In practice this meant that we and our voluntary sector partners were in
constant dialogue, collating information and sharing it around the country;
preventing rumours taking hold; anticipating where trouble might flare and
taking steps to defuse tensions; and encouraging all public authorities,
from Ministers to local authorities to the police, and the media, to tread
carefully.
People talk a lot about the race relations industry, usually disparagingly.
I am proud to say that this summer, our industry did its part in holding
communities together at a time of great stress. We experienced no major
conflicts, and despite the fact that there definitely was an upsurge in
anti-Asian activity post 7/7, we understand that this has now subsided; the
GLA tells us that in London for example, the level of such activity is lower
now than it was before 7/7.
This is in no small part due to the work of the people often casually abused
as race relations busybodies, working on the ground, calming, cajoling and
conciliating. Many are paid, but tens of thousands are unpaid, and do it
because they want our country to be a better place.
So I want to take this opportunity to say thank you to all those who worked
with us in that period: the so-called race relations industry showed itself
in reality to be a vital post-emergency service.
And our job has only just begun.
After the emergency services have done their lifesaving; the police have
done their detection; the lawyers have done their prosecuting and defending;
and the politicians have done their reassuring and legislating, they will
pass on to new challenges. But we know that there will still be work for us
to do.
It is the work of healing divided communities, reconciling black to white to
brown, of Jew to Muslim to Hindu.
It is the work of reaching out to those so far out at the edge of our
society that values common to the rest of us no longer have meaning for
them.
It is the work of forging the common bonds of identity that should make it
unthinkable for any of us to want to harm other people in pursuit of a
political goal.
And it is about how we start that work that I want to speak tonight.
As the mists have cleared over the summer, it would be all too easy to start
congratulating ourselves on the silver lining to this cloud.

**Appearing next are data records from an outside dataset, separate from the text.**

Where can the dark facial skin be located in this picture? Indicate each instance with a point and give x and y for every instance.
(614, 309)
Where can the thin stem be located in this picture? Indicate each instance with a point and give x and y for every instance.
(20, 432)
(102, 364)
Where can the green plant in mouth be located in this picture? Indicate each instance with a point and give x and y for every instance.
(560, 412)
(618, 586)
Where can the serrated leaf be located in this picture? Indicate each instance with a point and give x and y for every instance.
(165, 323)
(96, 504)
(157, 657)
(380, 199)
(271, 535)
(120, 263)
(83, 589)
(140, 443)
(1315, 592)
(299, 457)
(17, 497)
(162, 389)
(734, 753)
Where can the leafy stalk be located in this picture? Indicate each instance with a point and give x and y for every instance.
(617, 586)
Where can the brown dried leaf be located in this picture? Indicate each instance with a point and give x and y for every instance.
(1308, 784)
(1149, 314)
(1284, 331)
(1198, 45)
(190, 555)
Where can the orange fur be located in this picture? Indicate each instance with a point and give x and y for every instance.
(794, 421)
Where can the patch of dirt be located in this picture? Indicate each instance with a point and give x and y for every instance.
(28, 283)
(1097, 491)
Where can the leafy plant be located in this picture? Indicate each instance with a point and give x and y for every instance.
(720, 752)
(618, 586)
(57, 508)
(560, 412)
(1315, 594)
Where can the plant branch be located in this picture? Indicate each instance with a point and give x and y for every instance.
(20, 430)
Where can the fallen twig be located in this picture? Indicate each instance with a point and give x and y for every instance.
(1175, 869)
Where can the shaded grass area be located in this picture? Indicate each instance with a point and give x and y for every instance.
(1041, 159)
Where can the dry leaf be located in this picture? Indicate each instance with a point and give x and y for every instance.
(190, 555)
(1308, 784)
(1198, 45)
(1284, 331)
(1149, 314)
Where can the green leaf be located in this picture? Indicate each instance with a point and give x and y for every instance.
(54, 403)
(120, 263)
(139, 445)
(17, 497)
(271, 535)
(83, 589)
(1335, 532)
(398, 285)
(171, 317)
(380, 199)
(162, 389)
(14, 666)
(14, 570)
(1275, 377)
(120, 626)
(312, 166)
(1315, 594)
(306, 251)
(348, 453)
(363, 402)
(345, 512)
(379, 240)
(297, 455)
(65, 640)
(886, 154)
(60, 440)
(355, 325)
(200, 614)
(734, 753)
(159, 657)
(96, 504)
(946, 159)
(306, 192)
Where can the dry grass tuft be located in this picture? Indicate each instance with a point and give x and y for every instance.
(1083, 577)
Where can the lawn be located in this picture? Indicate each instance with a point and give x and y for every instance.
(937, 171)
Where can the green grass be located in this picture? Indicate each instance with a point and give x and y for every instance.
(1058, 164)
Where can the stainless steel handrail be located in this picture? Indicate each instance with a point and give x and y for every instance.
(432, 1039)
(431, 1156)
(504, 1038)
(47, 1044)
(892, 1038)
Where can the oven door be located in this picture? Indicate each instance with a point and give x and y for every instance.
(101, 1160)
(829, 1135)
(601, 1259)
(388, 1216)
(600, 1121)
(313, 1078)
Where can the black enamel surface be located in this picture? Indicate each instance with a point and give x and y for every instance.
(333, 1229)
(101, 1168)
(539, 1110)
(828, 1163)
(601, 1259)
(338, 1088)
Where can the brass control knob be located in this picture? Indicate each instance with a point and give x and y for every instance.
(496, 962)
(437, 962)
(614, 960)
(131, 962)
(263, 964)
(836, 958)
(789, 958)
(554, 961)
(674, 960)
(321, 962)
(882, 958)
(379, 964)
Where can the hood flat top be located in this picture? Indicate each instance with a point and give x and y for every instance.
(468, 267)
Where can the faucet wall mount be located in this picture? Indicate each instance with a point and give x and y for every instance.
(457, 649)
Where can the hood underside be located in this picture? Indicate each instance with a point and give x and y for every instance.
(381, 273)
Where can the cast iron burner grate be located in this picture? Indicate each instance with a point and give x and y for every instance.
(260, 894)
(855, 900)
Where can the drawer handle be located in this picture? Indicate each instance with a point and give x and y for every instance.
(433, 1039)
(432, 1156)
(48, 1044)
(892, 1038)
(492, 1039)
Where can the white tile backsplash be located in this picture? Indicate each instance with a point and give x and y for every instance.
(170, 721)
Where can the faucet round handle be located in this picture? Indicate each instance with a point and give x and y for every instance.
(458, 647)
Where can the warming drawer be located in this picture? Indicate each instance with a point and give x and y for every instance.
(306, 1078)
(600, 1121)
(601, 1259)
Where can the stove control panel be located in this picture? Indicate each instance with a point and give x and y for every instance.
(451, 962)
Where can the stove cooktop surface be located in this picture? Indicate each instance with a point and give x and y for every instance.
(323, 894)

On July 6, the day we won the Olympics of 2012, Britain emerged as a beacon
for diversity across the globe. There is no doubt that the IOC saw London as
a place where anyone, whatever their background, could come and feel at
home, could visit and know they would find a kindred spirit.
This is a tribute to the team that put together the bid, to our capital
city, but most of all to our nation. And it provides part of an answer to
that currently vexed question: what is Britishness?
I would put that question differently now, and ask instead: what makes us
British?
July 6 and the days after showed that one thing that makes us special is our
comfort with diversity.
Even in the desperate adversity of the days that followed the London
atrocities, the fact of our multi-ethnicity and our ease with it stood out.
Those who died came from myriad backgrounds. Likewise, those who rescued the
survivors and reassured the city. It became clear that the people who
planted, or wanted to plant, bombs, stood alone, without the comfort of any
community that would support their actions.
Earlier this month, as we watched the tragedy of New Orleans unfold, many
people, I think - and some said this to me - consoled themselves with the
thought that such a thing could never happen here.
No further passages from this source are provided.